Can a Person Be Two Places at Once? The Wrongful Conviction of Rodney K. Stanberry


Rodney K. Stanberry is in his 17th year in prison for crimes he did not commit. He was arrested in 1992, convicted in 1995, and began his prison sentence in 1997. He was convicted of attempted murder, burglary, and robbery. For the latest investigative work on Rodney’s case, please read this:


Rodney was convicted even as there was evidence that he was at work when the crimes occurred. He was convicted even though there was no physical evidence that placed him at the scene of the crime. He became a suspect after he went to the police a day after the crimes occurred, taking a rare day off of work, because he was perceived as being too helpful during his effort to help police apprehend the culprits. Rodney worked at the same company since 1989, earning $300.00 a week, which wasn’t bad for a young man in his 20s and he owned the same guns he is accused of entering the victim’s home to steal. Read more here about the weapons. He remained at the same job during the trial and until 1997 when he began his prison sentence (1989-1997!). He was a model employee, as stated by his supervisor.


On the day the crime took place


Rodney worked at BFi Waste Management. He began his employment at the company in 1989, rarely taking a vacation day. On Monday, March 2, 1992, Rodney clocked in at work at approximately 3am. His work consisted of removing waste from industrial sites via those large vehicles with the forklift feature.


When and what time did the crimes occur?


March 2, 1992


The State’s witnesses report various times ranging from 8:30am–9:30am Monday, March 2nd; the victim’s sister testified that she called the victim at 9am and at approximately 9:13, her sister informed her that someone was at the door.

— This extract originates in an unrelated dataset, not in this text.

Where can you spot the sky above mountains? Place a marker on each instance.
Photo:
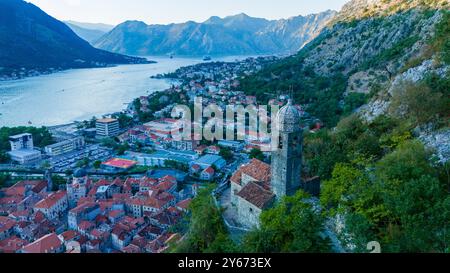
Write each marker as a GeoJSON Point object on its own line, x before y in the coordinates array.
{"type": "Point", "coordinates": [177, 11]}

This was based on a statement she gave to the police after she was asked about it during the trial: (trial transcript R-691-


Terrell Moore, the person who confessed to being one of two people who was at the victim’s home when she was shot said he and the shooter, he identified as Angel “Wish” Melendez, knocked at the front door of the victim’s home that morning: The purpose was to take weapons that Rodney tried to prevent them from getting by telling the victim’s husband to not sell them any weapons, fearing that they’d take them back to New York, which could result in some innocent bystander getting shot.


As Rodney’s co-workers, supervisors, and a City of Mobile employee are testifying and clearly demonstrating that Rodney’s location was accounted for during the time frame of when these crimes are said to have occurred, Assistant District Attorney Buzz Jordan, would then say, ok, but where was he at 8am, thus revising the state’s timeframe on the spot, this is very convenient as it becomes even more evident that Rodney could not have been at the victim’s home. The conviction matters more than the truth, in some cases. It became also convenient for the prosecutor to perpetuate an unproven murder for hire scheme thus planting in the jury’s mind that even if he was not at the home, he must have been involved somehow, so convict him.


What Was Rodney Doing as his Occupation When the Crimes Occurred?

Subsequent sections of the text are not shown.